Applying that to the discovery challenge is what led us to develop OpenText Axcelerate, which embeds these capabilities throughout the process. The infusion of AI creates huge efficiencies and brings the insights out earlier. That’s our secret sauce.
Di Bello: I’ve talked to a couple of customers, and one of the comments I’ve heard was that between the ability to cull at the point of collection with EnCase and the analytic insights provided by Recommind, they’re reducing their ESI volume by about 97 percent before sending it out.
Do you think that advanced analytics and machine learning are living up to their potential?
Marcus: In a word, no. And the reason is that the predominant approach to machine learning in the legal industry requires a detailed protocol and a lot of advanced setup to implement.

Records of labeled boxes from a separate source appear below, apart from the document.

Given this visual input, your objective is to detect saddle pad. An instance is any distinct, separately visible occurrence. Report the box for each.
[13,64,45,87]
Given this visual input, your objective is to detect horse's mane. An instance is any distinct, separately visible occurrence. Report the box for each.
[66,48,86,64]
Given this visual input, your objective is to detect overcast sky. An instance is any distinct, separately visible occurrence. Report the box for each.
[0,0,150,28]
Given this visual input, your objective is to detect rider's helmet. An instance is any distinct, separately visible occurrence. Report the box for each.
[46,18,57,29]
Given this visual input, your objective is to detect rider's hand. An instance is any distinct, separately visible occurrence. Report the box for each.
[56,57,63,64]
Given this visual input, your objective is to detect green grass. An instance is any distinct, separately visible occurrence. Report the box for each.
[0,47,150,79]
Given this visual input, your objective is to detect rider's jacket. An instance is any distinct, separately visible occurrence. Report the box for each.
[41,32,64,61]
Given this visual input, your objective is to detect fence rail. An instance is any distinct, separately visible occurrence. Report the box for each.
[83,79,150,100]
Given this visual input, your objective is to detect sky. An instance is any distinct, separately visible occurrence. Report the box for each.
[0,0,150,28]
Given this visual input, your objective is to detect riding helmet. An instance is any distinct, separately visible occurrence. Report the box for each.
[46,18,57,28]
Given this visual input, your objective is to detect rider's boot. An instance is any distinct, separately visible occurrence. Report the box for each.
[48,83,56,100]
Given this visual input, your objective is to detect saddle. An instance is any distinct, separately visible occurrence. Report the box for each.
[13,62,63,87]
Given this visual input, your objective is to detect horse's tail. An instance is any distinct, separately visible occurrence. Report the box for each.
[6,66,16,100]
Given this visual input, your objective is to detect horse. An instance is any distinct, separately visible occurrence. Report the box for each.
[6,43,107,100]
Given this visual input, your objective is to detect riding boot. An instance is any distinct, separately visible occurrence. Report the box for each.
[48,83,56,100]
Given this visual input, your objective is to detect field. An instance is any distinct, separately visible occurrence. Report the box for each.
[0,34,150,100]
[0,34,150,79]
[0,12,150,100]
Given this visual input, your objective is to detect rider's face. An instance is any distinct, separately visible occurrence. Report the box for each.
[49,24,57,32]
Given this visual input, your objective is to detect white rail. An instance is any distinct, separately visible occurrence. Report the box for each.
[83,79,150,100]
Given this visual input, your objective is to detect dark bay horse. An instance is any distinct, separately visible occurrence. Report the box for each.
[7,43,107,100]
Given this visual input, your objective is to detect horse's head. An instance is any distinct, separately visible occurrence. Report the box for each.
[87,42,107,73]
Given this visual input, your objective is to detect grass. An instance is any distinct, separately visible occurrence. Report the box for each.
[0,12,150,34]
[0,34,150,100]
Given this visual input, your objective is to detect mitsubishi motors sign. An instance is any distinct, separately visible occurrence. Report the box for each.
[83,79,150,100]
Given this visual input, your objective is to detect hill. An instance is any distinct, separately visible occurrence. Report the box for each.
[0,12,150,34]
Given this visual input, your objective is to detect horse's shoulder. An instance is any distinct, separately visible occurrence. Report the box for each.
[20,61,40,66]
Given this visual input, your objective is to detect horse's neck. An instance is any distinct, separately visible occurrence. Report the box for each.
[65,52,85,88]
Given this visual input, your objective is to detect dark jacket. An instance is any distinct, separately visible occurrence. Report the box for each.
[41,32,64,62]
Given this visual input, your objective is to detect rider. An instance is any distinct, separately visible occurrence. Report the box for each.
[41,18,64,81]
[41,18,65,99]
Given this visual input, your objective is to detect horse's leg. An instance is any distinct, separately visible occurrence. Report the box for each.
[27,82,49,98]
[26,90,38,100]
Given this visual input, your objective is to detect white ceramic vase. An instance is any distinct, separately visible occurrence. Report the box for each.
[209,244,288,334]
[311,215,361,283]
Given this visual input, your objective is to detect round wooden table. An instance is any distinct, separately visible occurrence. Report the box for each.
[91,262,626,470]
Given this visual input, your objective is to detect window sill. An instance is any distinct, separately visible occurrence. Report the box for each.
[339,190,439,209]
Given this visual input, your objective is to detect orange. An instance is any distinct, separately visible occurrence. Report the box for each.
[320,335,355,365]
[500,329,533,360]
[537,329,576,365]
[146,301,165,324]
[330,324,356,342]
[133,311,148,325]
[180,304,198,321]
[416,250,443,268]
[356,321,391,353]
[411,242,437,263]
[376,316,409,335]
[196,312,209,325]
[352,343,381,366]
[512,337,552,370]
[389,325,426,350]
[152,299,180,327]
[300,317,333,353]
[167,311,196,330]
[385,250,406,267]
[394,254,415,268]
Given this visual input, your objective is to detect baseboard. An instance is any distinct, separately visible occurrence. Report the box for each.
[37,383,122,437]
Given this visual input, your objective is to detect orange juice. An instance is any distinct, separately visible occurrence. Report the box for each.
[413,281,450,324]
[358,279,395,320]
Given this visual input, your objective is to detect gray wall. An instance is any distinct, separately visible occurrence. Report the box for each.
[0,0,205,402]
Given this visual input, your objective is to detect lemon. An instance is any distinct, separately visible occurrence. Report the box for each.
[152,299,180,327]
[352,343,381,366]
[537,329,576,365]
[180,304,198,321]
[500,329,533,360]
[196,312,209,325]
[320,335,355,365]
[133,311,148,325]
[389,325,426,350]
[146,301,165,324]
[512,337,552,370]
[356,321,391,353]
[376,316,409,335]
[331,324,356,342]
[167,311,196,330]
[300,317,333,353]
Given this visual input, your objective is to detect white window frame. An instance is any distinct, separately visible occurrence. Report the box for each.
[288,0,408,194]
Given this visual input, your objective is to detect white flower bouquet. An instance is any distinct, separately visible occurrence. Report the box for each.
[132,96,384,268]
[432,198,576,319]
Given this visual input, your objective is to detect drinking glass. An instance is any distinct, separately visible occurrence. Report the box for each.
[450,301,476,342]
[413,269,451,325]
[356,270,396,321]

The most widely used platforms for technology-assisted review require a lot of heavy lifting up front, a lot of negotiation over protocols, a lot of agreement around statistics and structures. That hampers adoption significantly. We’ve done surveys where people are talking about the promise of predictive coding but indicating they don’t get to reap the benefit all that often.

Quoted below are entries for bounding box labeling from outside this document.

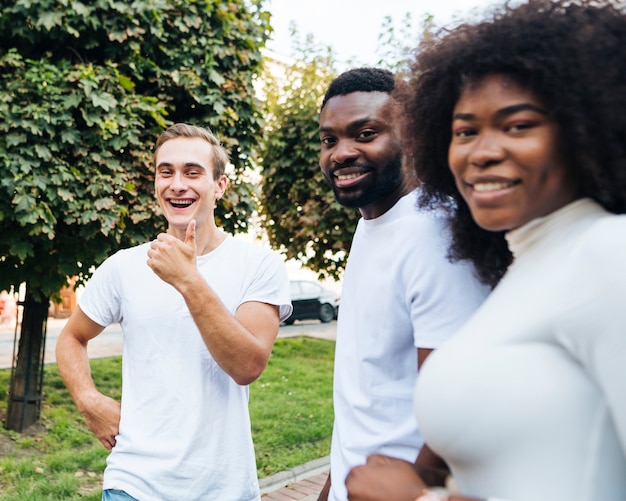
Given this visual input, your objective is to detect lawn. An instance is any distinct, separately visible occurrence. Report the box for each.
[0,337,335,501]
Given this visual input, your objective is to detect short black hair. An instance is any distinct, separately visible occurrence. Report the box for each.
[320,68,396,111]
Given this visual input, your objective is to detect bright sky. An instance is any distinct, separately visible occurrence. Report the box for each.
[267,0,503,69]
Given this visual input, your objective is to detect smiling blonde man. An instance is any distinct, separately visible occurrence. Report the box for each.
[56,124,291,501]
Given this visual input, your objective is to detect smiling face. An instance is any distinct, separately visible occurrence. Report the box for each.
[319,92,402,219]
[448,75,579,231]
[154,137,226,239]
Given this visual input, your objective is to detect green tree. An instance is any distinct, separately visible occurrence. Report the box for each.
[0,0,270,431]
[261,35,359,279]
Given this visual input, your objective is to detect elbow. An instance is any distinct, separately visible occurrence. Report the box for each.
[231,361,267,386]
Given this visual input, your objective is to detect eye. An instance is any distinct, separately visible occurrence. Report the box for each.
[356,129,378,140]
[505,121,535,132]
[452,126,476,138]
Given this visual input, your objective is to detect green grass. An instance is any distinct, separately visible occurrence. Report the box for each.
[0,337,335,501]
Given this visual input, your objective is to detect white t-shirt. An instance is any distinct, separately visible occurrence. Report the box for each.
[330,191,488,501]
[415,199,626,501]
[80,236,291,501]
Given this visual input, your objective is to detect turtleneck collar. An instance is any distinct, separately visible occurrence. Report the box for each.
[505,198,608,259]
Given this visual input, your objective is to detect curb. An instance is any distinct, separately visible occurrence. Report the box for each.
[259,456,330,495]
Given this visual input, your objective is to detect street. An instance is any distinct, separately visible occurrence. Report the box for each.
[0,317,337,369]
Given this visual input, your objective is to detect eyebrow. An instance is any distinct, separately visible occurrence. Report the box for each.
[156,162,206,170]
[452,103,548,120]
[319,117,380,132]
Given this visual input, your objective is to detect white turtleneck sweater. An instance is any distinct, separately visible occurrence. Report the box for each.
[415,199,626,501]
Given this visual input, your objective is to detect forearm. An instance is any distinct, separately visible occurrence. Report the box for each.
[56,332,98,414]
[317,473,331,501]
[415,444,450,486]
[179,274,279,385]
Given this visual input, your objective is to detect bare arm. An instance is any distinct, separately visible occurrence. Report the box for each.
[317,473,331,501]
[56,307,120,450]
[148,221,280,385]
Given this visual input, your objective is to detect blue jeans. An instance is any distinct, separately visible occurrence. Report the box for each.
[102,489,139,501]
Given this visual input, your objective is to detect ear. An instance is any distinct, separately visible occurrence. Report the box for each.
[215,174,228,200]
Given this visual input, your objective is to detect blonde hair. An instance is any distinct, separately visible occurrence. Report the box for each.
[154,123,229,179]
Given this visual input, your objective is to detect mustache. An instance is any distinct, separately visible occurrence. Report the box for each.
[329,162,373,176]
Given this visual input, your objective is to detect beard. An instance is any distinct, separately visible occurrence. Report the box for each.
[328,152,403,209]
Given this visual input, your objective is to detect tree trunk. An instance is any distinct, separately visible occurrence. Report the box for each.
[5,284,49,432]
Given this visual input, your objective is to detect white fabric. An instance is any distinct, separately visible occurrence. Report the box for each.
[415,200,626,501]
[80,236,291,501]
[330,191,487,501]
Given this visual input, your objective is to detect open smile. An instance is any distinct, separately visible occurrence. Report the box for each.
[332,167,369,188]
[167,198,195,209]
[467,180,521,193]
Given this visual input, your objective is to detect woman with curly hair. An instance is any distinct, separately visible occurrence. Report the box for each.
[346,0,626,501]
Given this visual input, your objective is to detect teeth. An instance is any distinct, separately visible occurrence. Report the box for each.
[472,182,515,192]
[336,174,361,181]
[170,200,193,205]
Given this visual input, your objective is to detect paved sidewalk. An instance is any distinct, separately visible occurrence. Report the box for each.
[259,456,330,501]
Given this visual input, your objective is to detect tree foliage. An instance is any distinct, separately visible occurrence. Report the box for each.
[0,0,270,297]
[262,36,359,279]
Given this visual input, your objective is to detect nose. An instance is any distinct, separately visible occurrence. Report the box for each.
[469,132,504,168]
[170,172,187,192]
[330,140,360,165]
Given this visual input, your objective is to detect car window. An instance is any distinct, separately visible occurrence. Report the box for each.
[300,282,320,297]
[289,282,300,297]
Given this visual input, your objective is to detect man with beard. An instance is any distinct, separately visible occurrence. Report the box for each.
[319,68,488,501]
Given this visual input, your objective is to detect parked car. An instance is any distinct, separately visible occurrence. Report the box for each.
[285,280,339,325]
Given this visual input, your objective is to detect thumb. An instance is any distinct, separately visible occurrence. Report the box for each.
[185,219,196,247]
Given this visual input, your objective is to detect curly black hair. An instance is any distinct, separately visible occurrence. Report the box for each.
[320,68,396,110]
[406,0,626,286]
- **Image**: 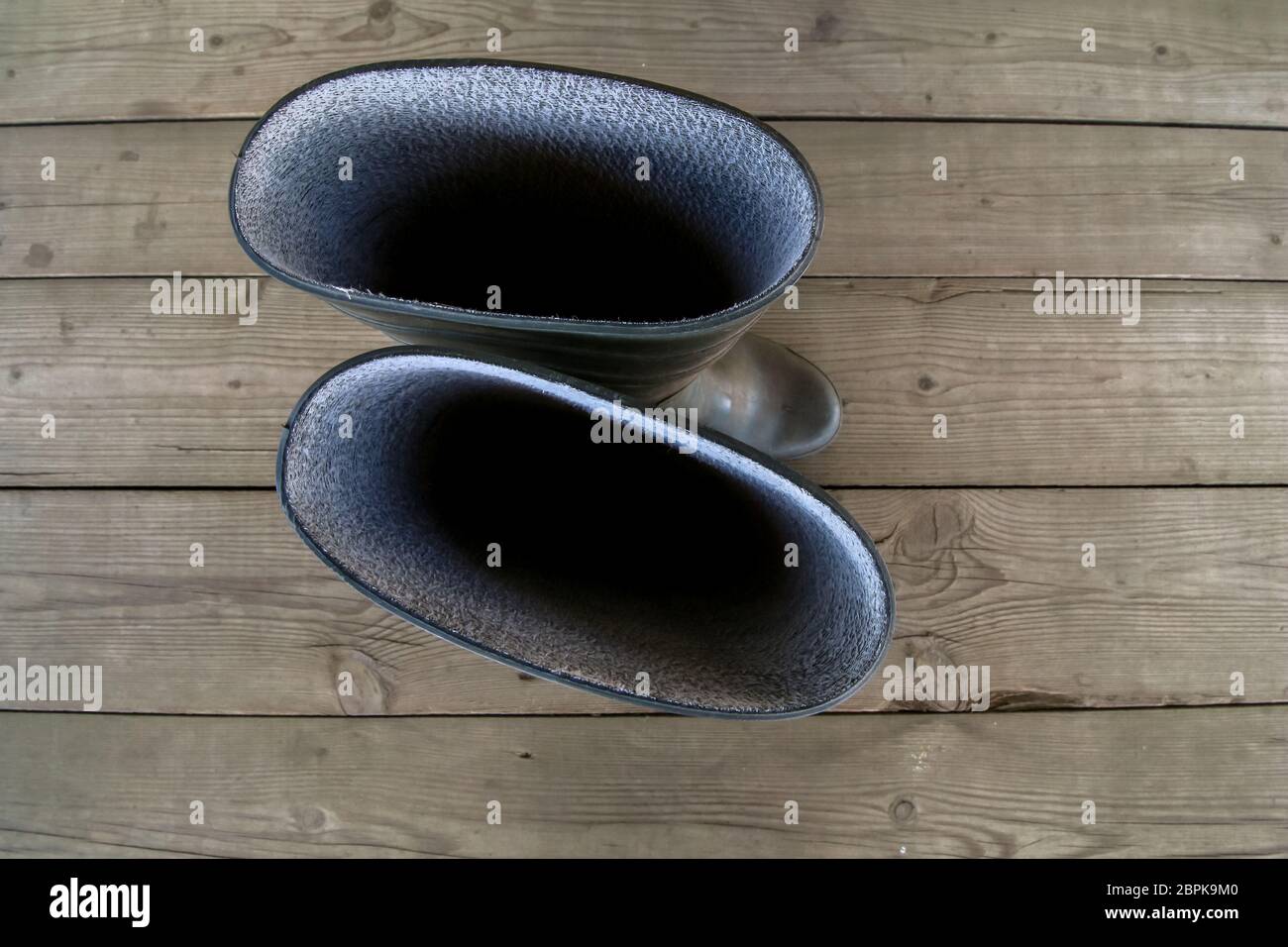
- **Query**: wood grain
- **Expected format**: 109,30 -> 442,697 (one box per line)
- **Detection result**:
0,707 -> 1288,858
0,121 -> 1288,279
0,488 -> 1288,729
0,0 -> 1288,125
0,278 -> 1288,487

That frustrates us because our technology can be applied flexibly at no additional cost, with no additional setup. Many clients of OpenText Discovery use machine learning on every matter, on virtually every data set.
Where do you think the e-discovery industry is going?

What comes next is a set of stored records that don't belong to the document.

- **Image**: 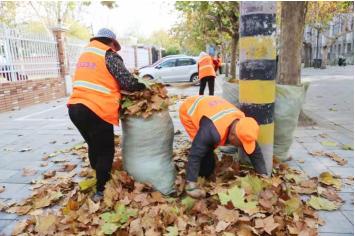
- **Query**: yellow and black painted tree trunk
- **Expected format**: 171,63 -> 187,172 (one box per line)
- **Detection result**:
239,2 -> 276,174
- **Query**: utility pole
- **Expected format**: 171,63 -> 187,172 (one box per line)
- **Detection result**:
239,2 -> 276,175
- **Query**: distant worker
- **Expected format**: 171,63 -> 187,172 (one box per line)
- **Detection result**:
217,53 -> 222,75
179,96 -> 267,198
68,28 -> 145,202
198,52 -> 216,95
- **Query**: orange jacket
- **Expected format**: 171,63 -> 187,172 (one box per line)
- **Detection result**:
68,40 -> 121,125
198,55 -> 216,80
217,57 -> 222,67
179,96 -> 245,145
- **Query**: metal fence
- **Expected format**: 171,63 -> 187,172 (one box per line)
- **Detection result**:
0,25 -> 59,82
65,37 -> 87,75
0,25 -> 151,83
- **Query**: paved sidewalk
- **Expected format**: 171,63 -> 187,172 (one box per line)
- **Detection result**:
0,67 -> 354,236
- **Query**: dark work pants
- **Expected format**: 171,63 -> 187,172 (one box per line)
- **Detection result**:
199,76 -> 215,95
186,118 -> 219,182
69,104 -> 115,191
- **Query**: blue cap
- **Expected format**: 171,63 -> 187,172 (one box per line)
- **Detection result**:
90,28 -> 121,51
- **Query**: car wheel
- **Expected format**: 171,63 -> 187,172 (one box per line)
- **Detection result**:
190,73 -> 200,85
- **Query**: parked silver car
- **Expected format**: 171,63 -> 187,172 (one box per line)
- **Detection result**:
139,55 -> 198,83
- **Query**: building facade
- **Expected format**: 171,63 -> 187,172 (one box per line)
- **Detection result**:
303,14 -> 354,65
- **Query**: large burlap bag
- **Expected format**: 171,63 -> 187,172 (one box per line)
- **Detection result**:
122,110 -> 176,194
222,81 -> 308,161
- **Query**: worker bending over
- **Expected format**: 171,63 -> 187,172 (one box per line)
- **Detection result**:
68,28 -> 145,201
179,96 -> 267,198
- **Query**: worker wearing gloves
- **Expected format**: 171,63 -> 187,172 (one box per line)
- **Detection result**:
67,28 -> 145,202
216,53 -> 222,75
198,52 -> 216,95
179,96 -> 267,198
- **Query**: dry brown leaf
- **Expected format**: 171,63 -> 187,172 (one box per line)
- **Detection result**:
12,219 -> 30,235
216,221 -> 230,233
59,163 -> 76,172
43,170 -> 56,179
35,215 -> 57,235
6,206 -> 32,215
40,162 -> 48,167
22,168 -> 37,176
263,215 -> 279,235
325,152 -> 348,166
129,218 -> 144,236
87,198 -> 100,214
213,206 -> 239,223
150,192 -> 166,203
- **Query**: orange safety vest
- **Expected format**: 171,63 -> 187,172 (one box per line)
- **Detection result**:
198,55 -> 216,80
68,40 -> 121,125
217,57 -> 222,67
179,96 -> 245,146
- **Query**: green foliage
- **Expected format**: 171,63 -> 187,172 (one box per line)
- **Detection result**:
172,1 -> 239,55
306,1 -> 354,31
101,203 -> 138,234
0,1 -> 18,26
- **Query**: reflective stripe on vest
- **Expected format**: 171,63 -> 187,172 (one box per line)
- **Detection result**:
187,96 -> 205,116
210,108 -> 237,122
83,47 -> 106,57
200,65 -> 214,70
73,80 -> 111,94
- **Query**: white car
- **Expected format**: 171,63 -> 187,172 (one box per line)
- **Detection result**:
139,55 -> 198,83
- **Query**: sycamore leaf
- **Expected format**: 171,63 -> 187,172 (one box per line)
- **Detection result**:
216,221 -> 230,233
11,220 -> 29,235
22,168 -> 37,176
319,171 -> 341,189
165,226 -> 179,236
121,98 -> 133,109
79,178 -> 96,191
307,196 -> 340,211
35,215 -> 57,235
285,197 -> 302,215
213,206 -> 239,223
43,170 -> 56,179
101,223 -> 120,235
341,144 -> 354,151
218,186 -> 258,214
218,192 -> 230,205
321,141 -> 338,147
181,196 -> 196,210
240,175 -> 264,194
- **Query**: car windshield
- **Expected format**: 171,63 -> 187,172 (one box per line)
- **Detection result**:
159,59 -> 176,68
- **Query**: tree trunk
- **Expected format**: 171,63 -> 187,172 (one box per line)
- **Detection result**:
277,2 -> 307,85
303,43 -> 312,67
320,45 -> 329,69
231,34 -> 239,79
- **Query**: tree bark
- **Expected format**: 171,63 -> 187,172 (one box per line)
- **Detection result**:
303,42 -> 312,67
277,1 -> 308,85
231,33 -> 239,79
320,45 -> 329,69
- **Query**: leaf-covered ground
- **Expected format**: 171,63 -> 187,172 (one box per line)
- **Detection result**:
0,92 -> 353,236
0,134 -> 350,235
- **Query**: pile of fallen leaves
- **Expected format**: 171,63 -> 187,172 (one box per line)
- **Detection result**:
0,129 -> 350,236
121,82 -> 169,118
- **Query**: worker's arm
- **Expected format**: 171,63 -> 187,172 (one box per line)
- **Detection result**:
249,143 -> 267,175
186,117 -> 220,182
105,50 -> 145,92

Di Bello: On one level, I see the industry evolving into one more focused on governance and management, in which the ability to find information related to litigation is important. The market for e-discovery has become part of a bigger legal risk management operation. Technology is moving in that direction, and that’s one reason OpenText is looking to ensure they have those governance capabilities around the data they’re helping their customers manage.
Marcus: We’re seeing a substantial breaking down of barriers around different use cases and the technologies that apply to them. This includes internal investigations, due diligence, data breach response, as well as litigation. Advanced analytics and machine learning bring similar value to all these use cases.
A related and continuing trend is greater corporate control over the data associated with discovery. There’s no need for corporations to send the data anywhere, just as there’s no need for them to have multiple copies of their most sensitive content floating around in different servers and among different service providers. They can keep this consolidated in a highly secure environment and control the access points – for outside counsel, for experts, for service providers – as needed.
Security is a broad and rapidly changing market. How will OpenText continue to address this area?
Di Bello: The acquisition of Guidance Software is really just the first entry into the security market, establishing visibility into endpoints, where sensitive information is stored. There are a couple other technologies we’re starting to explore from a leverage perspective so we can expand the ability to detect threats, respond to threats and ultimately eliminate threats to sensitive data.
If you look at the security market in general, folks are looking to leverage machine learning technologies given the skill gaps and skill shortages in the space. OpenText is focused on acquisitions to fill gaps, build businesses, pull technologies together.
And while we develop our overarching security strategy, OpenText’s advantage is the ability to bring security closer to the data. Most security companies are focused on putting walls and moats and barriers around an enterprise perimeter; however, remote workers, mobile devices and virtual networks have changed the perimeter. The perimeter is the data. And OpenText manages that new perimeter.